At some point when dealing with a problem I had to solve the following system $$\begin{cases} \cos(x)-\cos(x+y)=0\\ \cos(y)-\cos(x+y)=0 \end{cases}$$ I seem to have problems with doing so, or maybe just with writing the answer in the simplest possible form.

The system is equivalent to $$\begin{cases}-2\sin\frac{x+x+y}{2}\sin\frac{x-x-y}{2}=0\\ -2\sin\frac{y+x+y}{2}\sin\frac{y-x-y}{2}=0 \end{cases} \iff \begin{cases}\sin\frac{2x+y}{2}\sin\frac{y}{2}=0\\ \sin\frac{x+2y}{2}\sin\frac{x}{2}=0\end{cases}$$ The first equation gives $\dfrac{2x+y}{2}=k\pi$ or $\dfrac{y}{2}=m\pi$, and the second one gives $\dfrac{x+2y}{2}=n\pi$ or $\dfrac{x}{2}=l\pi,$ where $k, m, n, l\in\mathbb{Z}$. So a set of solutions would come from $$\begin{cases}\dfrac{x+2y}{2}=n\pi \\ \dfrac{2x+y}{2}=k\pi \end{cases}\iff \begin{cases}x+2y=2n\pi \\ 2x+y=2k\pi \end{cases},$$ so $-2x-4y=-4n\pi$ (multiplying the first equation by $(-2)$ and adding to the second). This gives $$-3y=-2k\pi-4n\pi=\pi(2k-4n)=\pi.p,$$ where $p$ is even.

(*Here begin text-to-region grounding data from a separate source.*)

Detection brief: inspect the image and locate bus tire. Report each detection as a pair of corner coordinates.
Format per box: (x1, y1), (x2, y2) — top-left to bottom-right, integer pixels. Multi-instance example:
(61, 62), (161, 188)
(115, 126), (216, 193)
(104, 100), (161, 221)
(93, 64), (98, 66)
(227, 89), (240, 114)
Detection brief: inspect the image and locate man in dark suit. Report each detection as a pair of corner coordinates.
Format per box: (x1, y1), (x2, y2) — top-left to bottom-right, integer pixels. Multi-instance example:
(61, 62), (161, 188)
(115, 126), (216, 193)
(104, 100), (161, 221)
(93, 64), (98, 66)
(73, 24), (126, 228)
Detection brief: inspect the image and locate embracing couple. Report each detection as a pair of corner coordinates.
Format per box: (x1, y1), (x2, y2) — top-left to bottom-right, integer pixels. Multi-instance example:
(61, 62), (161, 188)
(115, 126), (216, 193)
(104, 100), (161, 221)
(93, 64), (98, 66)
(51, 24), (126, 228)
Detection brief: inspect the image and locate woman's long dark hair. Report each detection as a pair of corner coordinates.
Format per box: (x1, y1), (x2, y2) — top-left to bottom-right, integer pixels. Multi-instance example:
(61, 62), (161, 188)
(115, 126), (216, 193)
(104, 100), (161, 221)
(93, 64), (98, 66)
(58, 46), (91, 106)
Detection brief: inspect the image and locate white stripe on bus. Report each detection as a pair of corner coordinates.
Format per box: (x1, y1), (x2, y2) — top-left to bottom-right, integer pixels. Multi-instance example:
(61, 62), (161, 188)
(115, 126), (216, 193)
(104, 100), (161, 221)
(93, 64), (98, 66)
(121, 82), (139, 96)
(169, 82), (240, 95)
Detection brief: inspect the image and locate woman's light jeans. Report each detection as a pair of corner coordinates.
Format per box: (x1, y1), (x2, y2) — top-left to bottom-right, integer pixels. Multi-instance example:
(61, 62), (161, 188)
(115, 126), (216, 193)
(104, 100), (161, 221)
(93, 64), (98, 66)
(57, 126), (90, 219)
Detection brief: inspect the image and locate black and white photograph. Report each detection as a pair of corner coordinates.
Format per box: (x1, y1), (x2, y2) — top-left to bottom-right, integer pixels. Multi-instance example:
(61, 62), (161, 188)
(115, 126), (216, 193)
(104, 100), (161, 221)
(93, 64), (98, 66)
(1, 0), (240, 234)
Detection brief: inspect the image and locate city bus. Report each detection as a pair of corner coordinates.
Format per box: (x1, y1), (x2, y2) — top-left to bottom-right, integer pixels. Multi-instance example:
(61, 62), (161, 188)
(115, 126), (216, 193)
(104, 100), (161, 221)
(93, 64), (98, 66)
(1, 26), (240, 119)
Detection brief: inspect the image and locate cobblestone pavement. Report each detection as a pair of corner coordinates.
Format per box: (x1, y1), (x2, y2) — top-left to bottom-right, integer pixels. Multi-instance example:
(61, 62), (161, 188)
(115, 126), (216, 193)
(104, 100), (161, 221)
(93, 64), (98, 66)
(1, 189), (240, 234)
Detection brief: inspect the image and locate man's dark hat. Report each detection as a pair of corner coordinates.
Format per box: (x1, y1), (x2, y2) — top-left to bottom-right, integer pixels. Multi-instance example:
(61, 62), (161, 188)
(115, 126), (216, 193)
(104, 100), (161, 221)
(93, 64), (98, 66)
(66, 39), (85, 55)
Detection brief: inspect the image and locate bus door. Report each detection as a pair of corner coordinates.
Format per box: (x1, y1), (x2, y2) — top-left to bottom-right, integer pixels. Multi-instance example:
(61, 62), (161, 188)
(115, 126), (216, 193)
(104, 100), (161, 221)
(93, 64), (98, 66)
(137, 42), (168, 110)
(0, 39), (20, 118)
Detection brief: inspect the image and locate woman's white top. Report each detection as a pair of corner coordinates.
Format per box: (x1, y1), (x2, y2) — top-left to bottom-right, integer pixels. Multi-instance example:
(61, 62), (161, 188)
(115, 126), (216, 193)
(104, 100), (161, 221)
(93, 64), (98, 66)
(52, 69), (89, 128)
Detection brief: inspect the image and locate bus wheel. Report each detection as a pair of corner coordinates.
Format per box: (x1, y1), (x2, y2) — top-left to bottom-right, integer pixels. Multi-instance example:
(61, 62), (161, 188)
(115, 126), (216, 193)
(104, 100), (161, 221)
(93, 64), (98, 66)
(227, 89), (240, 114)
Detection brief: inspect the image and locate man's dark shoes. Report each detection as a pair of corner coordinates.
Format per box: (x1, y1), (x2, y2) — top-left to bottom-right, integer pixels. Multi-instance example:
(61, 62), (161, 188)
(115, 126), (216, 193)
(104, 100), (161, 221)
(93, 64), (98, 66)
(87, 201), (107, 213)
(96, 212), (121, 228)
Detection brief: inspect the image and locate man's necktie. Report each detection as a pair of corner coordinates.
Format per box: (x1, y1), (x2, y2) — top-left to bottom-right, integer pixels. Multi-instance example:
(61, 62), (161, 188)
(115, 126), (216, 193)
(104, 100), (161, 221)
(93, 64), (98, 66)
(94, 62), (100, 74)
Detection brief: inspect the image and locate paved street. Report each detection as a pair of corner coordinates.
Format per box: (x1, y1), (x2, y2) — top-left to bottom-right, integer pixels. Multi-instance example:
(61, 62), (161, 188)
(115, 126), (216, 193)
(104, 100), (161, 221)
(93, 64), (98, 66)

So we have $x=2n\pi+\dfrac{2}{3}p\pi=2n\pi+\dfrac{1}{3}p\pi$ (remember $p$ was even) and $y=-\dfrac{1}{3}p\pi$. I am pretty sure this isn't the simplest form giving this set of solutions of the system. Any hints on how I could write it (solve it) better would be appreciated! Thanks!

## Best Answer

The equations can be solved more easily than the OP proposes. From the properties of the cosine function:

$$\pm x = x+y - 2k\pi$$

$$\pm y = x + y - 2m\pi$$

It turns out that only the cases with a minus sign lead to something useful:

$$2x + y = 2k\pi$$

$$2y + x = 2m\pi$$

Eliminating as usual $x$ or $y$, we arrive at $x = \frac {2}{3}\pi (2k-m)$ and $y = \frac {2}{3}\pi (2m-k)$. Where $k$ and $m$ are natural numbers. If we limit the solutions to the interval $(0,2\pi)$ we obtain these three: $x = y = 0$, $x = y = \frac{2}{3}\pi$ and $x=y = \frac{4}{3}\pi$.